Rhia betrachtete die zusammengerollte Patchworkdecke ein wenig argwöhnisch, als könnten unerwünschte Erinnerungen herauspurzeln. Vorsichtig berührte sie mit den Fingerspitzen den Stoff. »Es war Margarets Wunsch, dass man dir den Quilt schickt, und sie hat auch die Widmung entworfen und gestickt.«
Antonia breitete den Quilt über der Rückenlehne des Chesterfield-Sofas aus und sie betrachteten Margarets Kreuzstich.
An die Damen des Convict Ship Committees.
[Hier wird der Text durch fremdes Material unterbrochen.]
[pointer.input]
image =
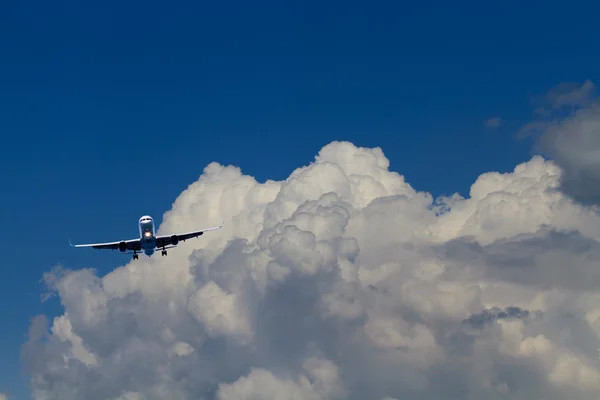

Dieser Quilt, angefertigt von den Sträflingen auf dem Schiff Rajah , soll unserer Dankbarkeit Ausdruck verleihen, mit der wir Ihrer Mühen für unser Wohlergehen in England und während unserer Überfahrt gedenken. Er soll außerdem einen Beweis darstellen, dass die freundliche Ermahnung der Ladys zum Fleiß nicht vernachlässigt wurde. Im Juni 1841.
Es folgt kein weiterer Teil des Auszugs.